Nun zu den Goldkäufen während der vergangenen Jahre gemäß WGC.
“Sicher physisch” ist nicht viel Veränderung zu sehen, wenn man vielleicht von “privaten Chinesen” absieht, denen die Vorgänge in “ihrem” Immobiliensektor mehr zu denken gegeben haben mögen als die Weltreservewährung (Barren und Münzen). Auch die Schmuckproduktion ist global wieder zu den Größenordnungen vor 2020 zurückgekehrt.
Bleiben die “kolossalen” zusätzlichen Käufe von Zentralbanken, die 2022 und 2023 jeweils 500 – 600 Tonnen “on top” ausgemacht haben sollen, etwa 10 – 15 Prozent der jährlichen Goldproduktion (Minen und Recycling).
Von den 1.037 Tonnen “CB buying”, die WGC/Metals Focus für 2023 ausweisen, kommen 225 t von der PBoC und noch einmal die gleiche Menge von drei “westlichen” Zentralbanken (Polen, Singapur, Tschechien).
Zusammen mit zwei arabischen CBs (Libyen, Irak) macht das knapp die Hälfte der ohnedies fragwürdigen Nachfrage aus
- Dritte Welt, wo bleibst Du?
Natürlich kann all das “physische Nachfrage” sein,
namentlich bei China, das jährlich knapp 400 Tonnen Gold produzieren soll.

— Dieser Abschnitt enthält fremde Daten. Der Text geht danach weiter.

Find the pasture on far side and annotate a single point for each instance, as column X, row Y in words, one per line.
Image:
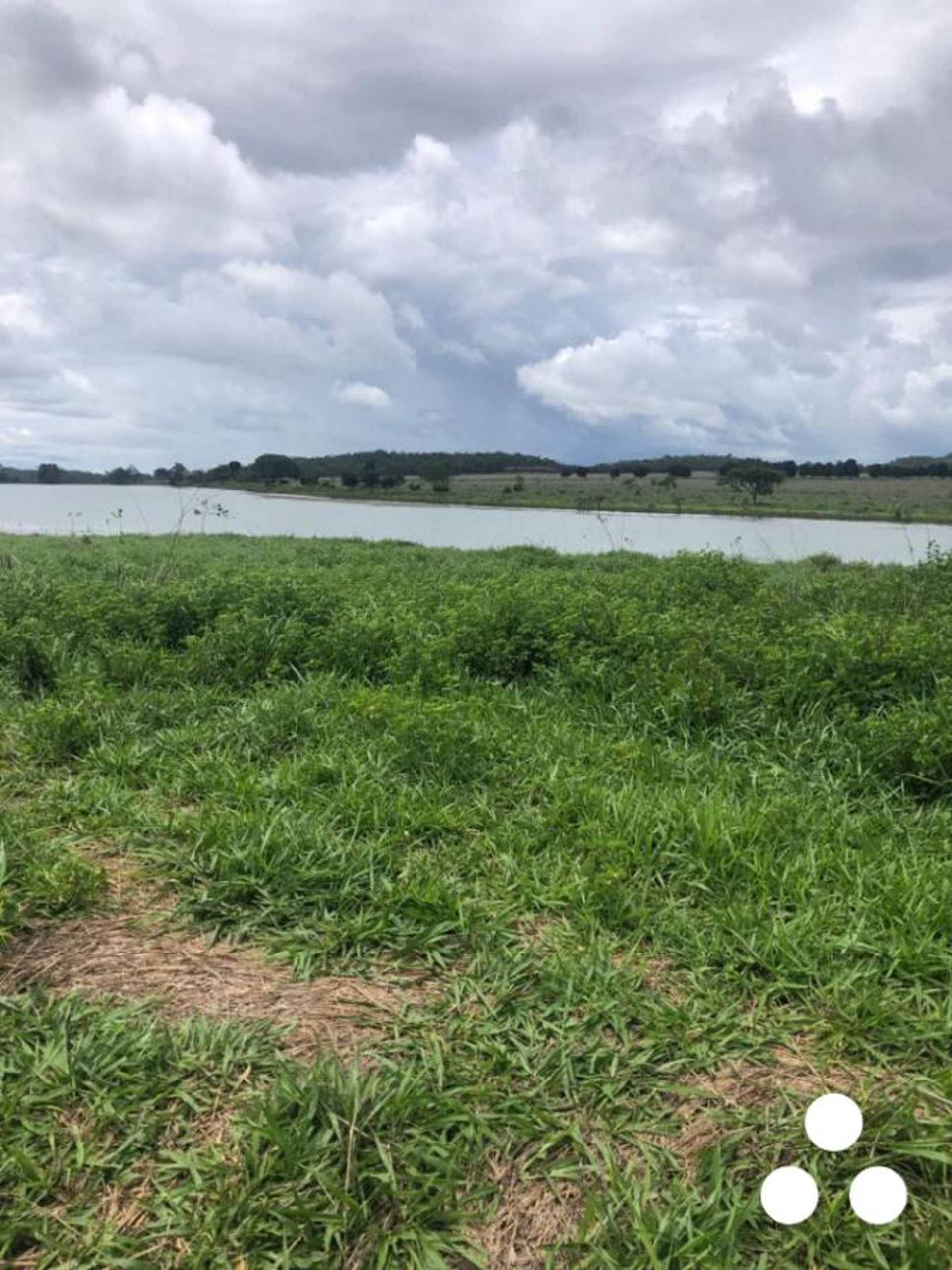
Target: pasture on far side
column 876, row 498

Aber schon diese Annahme ist fragwürdig, macht die unzweifelhaft physische Nachfrage von dort allein das Dreifache aus (Schmuck, Barren/Münzen, Industrie)
- um von anderen “(Nicht-)Goldproduzentenländern” gar nicht zu anzufangen.
Davon abgesehen, soll dieses Buying zwei volle Jahre angedauert haben, ehe es in eine 10 – 15-prozentigen Goldpreissteigerung 2024 gemündet ist.
Selbiges legt Incrementum selbst nahe, das eine “cup and handle”-Formation mit einer vier Jahre andauernden “Seitwärtsbewegung” sieht (siehe Graphik über dem “Falz”).
Wer einen echten Zuwachs in physischer Nachfrage sehen will, inspiziere die Zahlen von 2013, die einen Zuwachs von etwa 1.000 Tonnen zeigen (Schmuck, Barren etc. & Industrie).
Trotzdem fiel der sg. Goldpreis (LBMA, durchschnittliche USD pro Unze) damals noch ein paar Jährchen, gelle.